B3C: A Minimalist Approach to Offline Multi-Agent Reinforcement Learning
Woojun Kim, Katia Sycara
TL;DR
This work tackles extrapolation error and value overestimation in offline multi-agent RL (MARL) by introducing Behavior Cloning regularization with Critic Clipping (B3C), a minimalist method that augments existing online MARL algorithms. B3C regularizes the policy via BC while stabilizing the critic through clipping of the target value, enabling a higher weight on the RL objective and improving performance. The method is integrated with non-linear value factorization in FACMAC, yielding FACMAC+B3C, and is validated across diverse offline MARL benchmarks, including multi-agent Mujoco and particle environments, with strong results and thorough ablations. The findings highlight practical benefits of critic clipping and the efficacy of non-monotonic factorization in offline MARL, offering a simple, robust approach for data-efficient multi-agent decision-making.
Abstract
Overestimation arising from selecting unseen actions during policy evaluation is a major challenge in offline reinforcement learning (RL). A minimalist approach in the single-agent setting -- adding behavior cloning (BC) regularization to existing online RL algorithms -- has been shown to be effective; however, this approach is understudied in multi-agent settings.

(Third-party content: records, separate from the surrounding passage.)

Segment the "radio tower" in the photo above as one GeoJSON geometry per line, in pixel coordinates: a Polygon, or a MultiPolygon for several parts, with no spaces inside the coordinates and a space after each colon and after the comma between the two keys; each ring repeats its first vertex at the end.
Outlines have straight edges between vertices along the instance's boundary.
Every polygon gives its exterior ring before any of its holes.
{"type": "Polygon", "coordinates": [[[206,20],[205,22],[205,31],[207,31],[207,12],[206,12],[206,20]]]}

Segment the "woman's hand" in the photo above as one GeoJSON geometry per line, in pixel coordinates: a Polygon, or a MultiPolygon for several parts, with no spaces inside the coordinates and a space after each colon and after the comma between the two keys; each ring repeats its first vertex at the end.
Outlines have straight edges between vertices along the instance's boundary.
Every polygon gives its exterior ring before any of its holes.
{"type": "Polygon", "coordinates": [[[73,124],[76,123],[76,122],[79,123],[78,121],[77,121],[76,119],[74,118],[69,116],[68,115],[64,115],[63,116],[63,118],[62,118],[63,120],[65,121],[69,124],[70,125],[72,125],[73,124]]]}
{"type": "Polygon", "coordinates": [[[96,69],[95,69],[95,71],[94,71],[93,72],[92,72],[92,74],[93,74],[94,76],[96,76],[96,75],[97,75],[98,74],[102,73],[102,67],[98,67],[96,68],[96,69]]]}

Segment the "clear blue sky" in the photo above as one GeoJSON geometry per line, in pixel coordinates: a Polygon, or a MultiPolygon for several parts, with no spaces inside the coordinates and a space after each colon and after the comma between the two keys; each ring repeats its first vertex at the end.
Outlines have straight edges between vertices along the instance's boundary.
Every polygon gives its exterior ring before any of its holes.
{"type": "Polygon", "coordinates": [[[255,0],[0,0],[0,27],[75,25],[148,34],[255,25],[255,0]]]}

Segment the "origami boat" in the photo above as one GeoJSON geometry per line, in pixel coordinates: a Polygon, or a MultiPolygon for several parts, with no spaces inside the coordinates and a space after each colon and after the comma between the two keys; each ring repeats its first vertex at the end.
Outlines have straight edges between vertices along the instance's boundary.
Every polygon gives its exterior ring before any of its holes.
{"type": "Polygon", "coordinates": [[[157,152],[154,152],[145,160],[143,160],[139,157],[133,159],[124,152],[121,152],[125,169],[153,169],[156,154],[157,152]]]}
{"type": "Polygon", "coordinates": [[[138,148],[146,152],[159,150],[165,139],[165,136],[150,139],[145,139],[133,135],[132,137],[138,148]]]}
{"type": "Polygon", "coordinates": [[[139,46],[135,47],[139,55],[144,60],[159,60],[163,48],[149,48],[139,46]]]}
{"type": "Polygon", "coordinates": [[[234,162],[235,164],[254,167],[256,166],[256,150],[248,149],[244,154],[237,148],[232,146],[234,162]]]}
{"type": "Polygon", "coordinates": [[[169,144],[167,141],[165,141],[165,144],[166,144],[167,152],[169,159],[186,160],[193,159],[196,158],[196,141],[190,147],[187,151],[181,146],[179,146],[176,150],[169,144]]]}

In particular, overestimation becomes worse in multi-agent settings due to the presence of multiple actions, resulting in the BC regularization-based approach easily suffering from either over-regularization or critic divergence. To address this, we propose a simple yet effective method, Behavior Cloning regularization with Critic Clipping (B3C), which clips the target critic value in policy evaluation based on the maximum return in the dataset and pushes the limit of the weight on the RL objective over BC regularization, thereby improving performance. Additionally, we leverage existing value factorization techniques, particularly non-linear factorization, which is understudied in offline settings. Integrated with non-linear value factorization, B3C outperforms state-of-the-art algorithms on various offline multi-agent benchmarks.